The couple, who have been married for 18 years, joined the 2019 Black Love Summit and shared wisdom on their experience with rebuilding marriage after infidelity by creating their own relationship “defibrillator.” Here are five takeaways from their honest conversation that helped them heal their wounds and rebuild their relationship — together.
Be accountable for your actions.
After discovering Warryn’s tryst with another woman, Erica says that he took full responsibility for his role in the affair. She shared how he became more accountable to her about the places he went and who he would befriend, which she said made her feel more comfortable in the wake of heartbreak.
When asked if he ever blamed Erica for his shortcomings, Warryn said, “No.”
“She didn’t make me do anything. She didn’t put a gun to my head and make me step outside my marriage. I’m a man. I do what I want to do. I got to own that,” he admitted.
Warryn added that “men need a safe place to come home and fall apart — to say we’ve been tempted.” While it may be a woman’s responsibility to create that “safe place” for men, it’s just as important for men to create the same space for women. (Yes, men. Women are tempted too.) There’s an accountability aspect for both parties to safeguard the marriage against secrecy, which can be a trap that leads to unfaithfulness.
Know your “why.”
Warryn insisted that couples should never forget their why. “Once I figured out why I wanted to marry her, an awakening happened within myself,” he shared.

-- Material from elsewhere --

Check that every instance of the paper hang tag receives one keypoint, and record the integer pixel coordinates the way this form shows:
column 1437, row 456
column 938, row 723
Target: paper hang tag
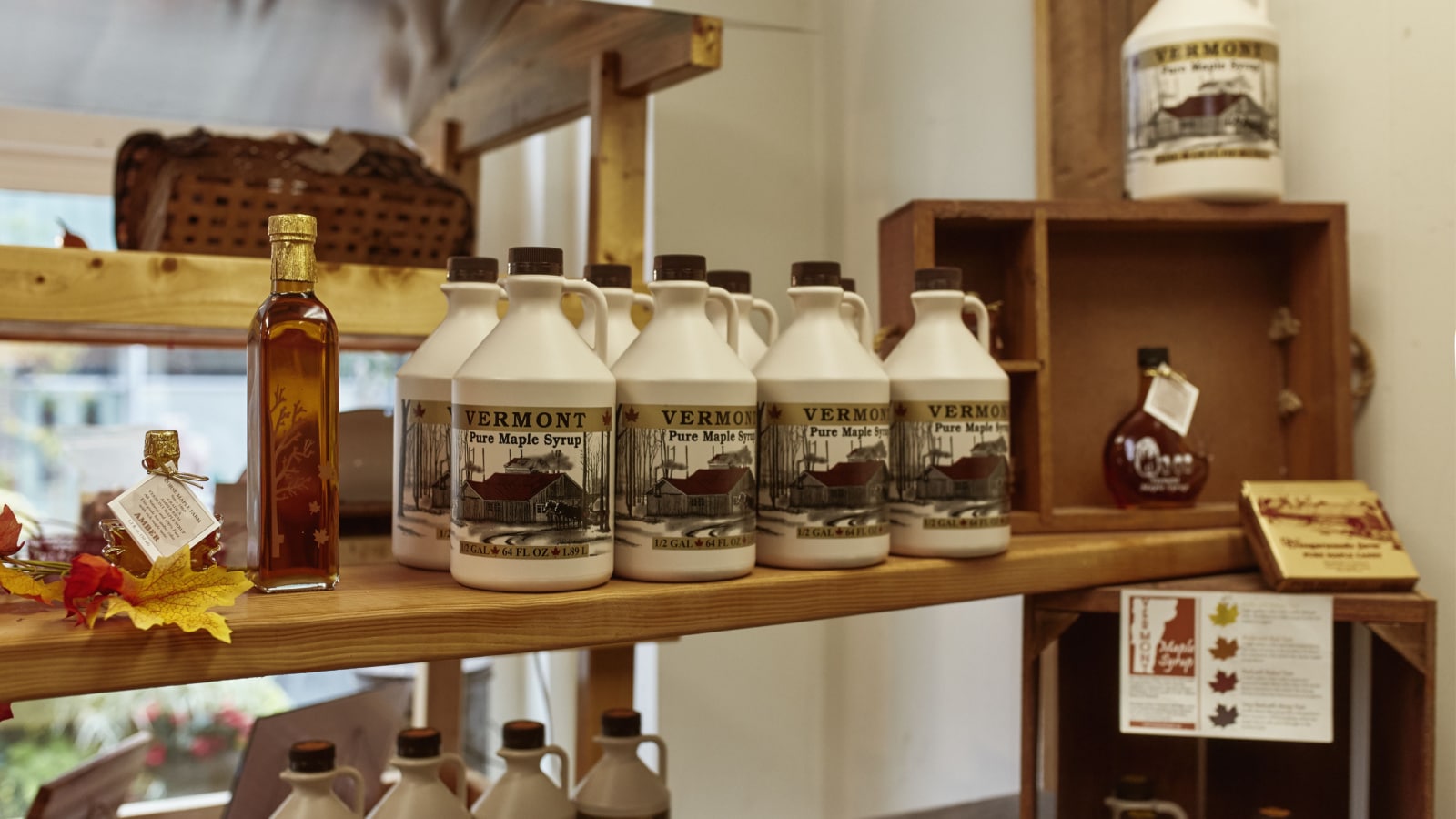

When situations within your relationship flare-up, return to the reason you chose to love them. Because Erica had clearly discovered her why, she could see beyond Warryn’s betrayal. Her love for him ran deeper than the wrongdoing that, he admitted, could have “derailed [his] entire family.” She said, “I think he made a mistake; I don’t think he was a mistake.” The ability for her to differentiate between the two was key to accessing the grace she needed to forgive and remain in the relationship.